Ce week-end se tenait le premier Conseil National « post AG », où les Verts avaient à désigner la direction chargée d’appliquer le texte majoritaire de l’AG de Bordeaux. Par un processus assez compliqué de décantation dicté par les statuts des Verts, les 8 tendances initiales s’étaient regroupées en 3 pendant le congrès : schématiquement, un centre majoritaire, une aile « résolument environnementaliste », et une aile « résolument sociale » (et en fait très largement noniste). Je ne reviendrai pas ici sur ma dernière intervention de l’AG : la difficulté pour l’écologie politique est justement d’articuler correctement son aspect environnemental et son aspect social, indissolublement liés. Le dispositif sorti de l’AG de Bordeaux est donc tout à fait normal, contrairement aux majorités un peu plus biscornues des 4 dernières années.

Miracle : dès le premier tour de vote, le schéma de direction proposé par la majorité obtient pile les 60% nécessaires ! Soulagement général : la peur d’un nouveau ridicule (comme lors des deux dernières AG) l’a emporté. Personne dans la majorité n’a voulu se singulariser, et les minorités n’ont pas fait bloc pour s’opposer à cette élection.

Tout est bien, alors ? Pas tout à fait. Non seulement un certain nombre de problèmes fondamentaux (comment ressouder une société française de plus en plus déchirée ? comment sortir de la crise européenne ? comment réduire la fracture Nord Sud face à la crise commune de la planète ?) reste pendants, et pas que pour les Verts ! Mais, plus particulièrement, les Verts français affrontent une série de problèmes qui handicapent la candidature de Dominique Voynet à la présidentielle. Il ne s’agit pas seulement de la peur d’un nouveau 21 avril et du « vote utile » (Tout Sauf Sarko). Il ne s’agit pas non plus du persistant « manque de maturité des Verts », d’ailleurs largement exagéré : les chamailleries des Verts n’ont rien à voir avec les missiles que se tirent les uns contre les autres les candidats des « grands partis » (affaire Clearstream, video de Ségolène sur les profs…). Non, des problèmes plus sérieux handicapent véritablement les Verts actuellement. Pendant le débat du CNIR sur l’élection présidentielle, j’interviens pour en souligner trois.

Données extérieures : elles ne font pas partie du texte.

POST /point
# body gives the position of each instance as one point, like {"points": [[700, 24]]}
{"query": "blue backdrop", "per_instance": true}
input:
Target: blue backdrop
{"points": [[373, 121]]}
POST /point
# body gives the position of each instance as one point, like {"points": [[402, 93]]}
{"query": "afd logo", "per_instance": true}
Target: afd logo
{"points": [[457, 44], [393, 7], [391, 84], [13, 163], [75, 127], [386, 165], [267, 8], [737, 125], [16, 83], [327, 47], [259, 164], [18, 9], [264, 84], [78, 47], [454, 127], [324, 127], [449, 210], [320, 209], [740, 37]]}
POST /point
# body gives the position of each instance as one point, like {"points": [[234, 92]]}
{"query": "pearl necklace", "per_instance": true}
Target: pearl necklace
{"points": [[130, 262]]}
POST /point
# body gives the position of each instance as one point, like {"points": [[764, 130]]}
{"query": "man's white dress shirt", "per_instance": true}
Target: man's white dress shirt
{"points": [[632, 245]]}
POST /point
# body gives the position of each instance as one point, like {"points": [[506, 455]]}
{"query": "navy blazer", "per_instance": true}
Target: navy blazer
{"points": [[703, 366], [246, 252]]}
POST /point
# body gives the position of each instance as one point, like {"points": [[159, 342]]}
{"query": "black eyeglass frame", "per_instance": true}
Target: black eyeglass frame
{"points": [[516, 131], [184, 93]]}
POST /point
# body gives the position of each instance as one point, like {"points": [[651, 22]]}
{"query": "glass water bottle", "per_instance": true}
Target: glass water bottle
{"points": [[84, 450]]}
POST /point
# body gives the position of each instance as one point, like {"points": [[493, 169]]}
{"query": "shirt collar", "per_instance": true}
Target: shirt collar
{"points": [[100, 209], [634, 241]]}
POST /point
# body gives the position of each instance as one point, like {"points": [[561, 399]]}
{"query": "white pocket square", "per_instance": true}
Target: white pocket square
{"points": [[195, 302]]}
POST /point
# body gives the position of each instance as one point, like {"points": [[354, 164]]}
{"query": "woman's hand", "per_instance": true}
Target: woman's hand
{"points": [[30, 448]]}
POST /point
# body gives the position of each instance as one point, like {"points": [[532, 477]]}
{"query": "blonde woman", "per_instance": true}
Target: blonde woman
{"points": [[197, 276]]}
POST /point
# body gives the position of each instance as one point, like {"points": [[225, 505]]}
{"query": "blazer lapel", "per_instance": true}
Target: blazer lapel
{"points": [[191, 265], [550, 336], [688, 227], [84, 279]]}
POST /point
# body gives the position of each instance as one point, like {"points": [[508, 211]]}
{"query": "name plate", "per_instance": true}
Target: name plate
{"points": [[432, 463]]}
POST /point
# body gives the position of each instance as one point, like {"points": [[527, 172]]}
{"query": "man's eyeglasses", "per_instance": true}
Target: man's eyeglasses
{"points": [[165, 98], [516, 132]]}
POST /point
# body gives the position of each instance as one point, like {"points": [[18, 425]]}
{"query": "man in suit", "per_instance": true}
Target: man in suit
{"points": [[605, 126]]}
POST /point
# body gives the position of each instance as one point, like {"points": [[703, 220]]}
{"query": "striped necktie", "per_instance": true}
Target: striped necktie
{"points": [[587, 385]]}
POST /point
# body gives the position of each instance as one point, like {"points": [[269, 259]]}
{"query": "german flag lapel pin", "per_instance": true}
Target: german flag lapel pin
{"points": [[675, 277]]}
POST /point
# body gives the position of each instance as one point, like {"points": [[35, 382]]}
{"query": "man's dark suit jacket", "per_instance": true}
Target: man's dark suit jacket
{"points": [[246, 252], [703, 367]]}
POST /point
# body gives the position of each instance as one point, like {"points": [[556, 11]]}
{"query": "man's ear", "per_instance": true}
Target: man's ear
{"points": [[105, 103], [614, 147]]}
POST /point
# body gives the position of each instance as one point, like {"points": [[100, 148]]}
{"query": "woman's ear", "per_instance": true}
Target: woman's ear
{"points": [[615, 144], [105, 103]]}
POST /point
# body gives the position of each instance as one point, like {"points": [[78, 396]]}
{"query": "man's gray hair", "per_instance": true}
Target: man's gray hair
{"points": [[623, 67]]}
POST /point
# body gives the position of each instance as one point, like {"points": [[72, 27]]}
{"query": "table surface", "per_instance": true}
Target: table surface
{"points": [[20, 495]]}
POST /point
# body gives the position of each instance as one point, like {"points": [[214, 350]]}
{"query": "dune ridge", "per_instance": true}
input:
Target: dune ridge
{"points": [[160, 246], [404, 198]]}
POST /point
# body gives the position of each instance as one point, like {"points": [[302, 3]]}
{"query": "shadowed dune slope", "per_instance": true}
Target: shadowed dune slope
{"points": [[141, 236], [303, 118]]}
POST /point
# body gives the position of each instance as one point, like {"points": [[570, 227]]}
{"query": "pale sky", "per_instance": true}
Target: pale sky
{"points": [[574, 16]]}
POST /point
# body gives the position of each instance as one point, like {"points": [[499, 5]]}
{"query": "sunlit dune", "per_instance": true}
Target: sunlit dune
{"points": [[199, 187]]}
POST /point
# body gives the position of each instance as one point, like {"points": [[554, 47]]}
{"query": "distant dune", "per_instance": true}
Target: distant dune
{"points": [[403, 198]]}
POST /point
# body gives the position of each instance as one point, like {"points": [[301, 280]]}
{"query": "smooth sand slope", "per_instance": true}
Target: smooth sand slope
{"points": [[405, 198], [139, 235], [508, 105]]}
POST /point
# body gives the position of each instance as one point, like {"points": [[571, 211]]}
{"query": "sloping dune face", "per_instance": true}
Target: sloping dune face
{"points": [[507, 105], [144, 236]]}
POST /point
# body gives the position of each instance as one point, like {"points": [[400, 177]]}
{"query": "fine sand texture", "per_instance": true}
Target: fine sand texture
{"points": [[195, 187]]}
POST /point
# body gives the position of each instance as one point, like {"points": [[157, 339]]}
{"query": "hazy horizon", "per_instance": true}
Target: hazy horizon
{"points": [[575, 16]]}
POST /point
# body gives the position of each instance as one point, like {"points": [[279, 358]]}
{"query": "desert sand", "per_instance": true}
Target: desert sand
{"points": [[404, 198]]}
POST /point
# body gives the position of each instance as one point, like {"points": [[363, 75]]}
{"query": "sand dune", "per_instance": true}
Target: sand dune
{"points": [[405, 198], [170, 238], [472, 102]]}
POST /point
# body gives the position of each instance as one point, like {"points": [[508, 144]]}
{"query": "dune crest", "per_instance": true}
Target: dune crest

Premier problème : actuellement, une grande partie de l’électorat progressiste ne souhaite pas de candidat issu d’un parti, mais voudrait un candidat vierge de politique, issu d’une association ou d’une ONG. C’est un effet de la persistante « crise de la représentation politique ». D’où le succès, en terme de sondages, de José Bové ou de Nicolas Hulot. Il s’agit là d’un problème de fond de la politique française qui remonte à très loin, au moins jusqu’à la Charte_d’Amiens de 1906 (séparation du syndicat et du parti dans le mouvement ouvrier).

Je plaide depuis très longtemps pour l’adoucissement de cette séparation entre partis et mouvements, tout en sachant que la forme-parti, si décriée soit-elle, reste nécessaire dans une démocratie représentative. C’est par la forme-parti que les écologistes peuvent travailler de façon plus ou moins coordonnée, du niveau municipal au niveau européen avec des principes communs pour mener les mêmes politiques publiques. Le défaut de ce dispositif est évidemment la tendance des partis à s’autonomiser par rapport aux mouvements qui leur ont donné naissance. La solution me semble être un nouveau contrat entre mouvements sociaux et partis (ou gouvernements !) progressistes dans une co-élaboration au sein d’un mouvement politique de masse.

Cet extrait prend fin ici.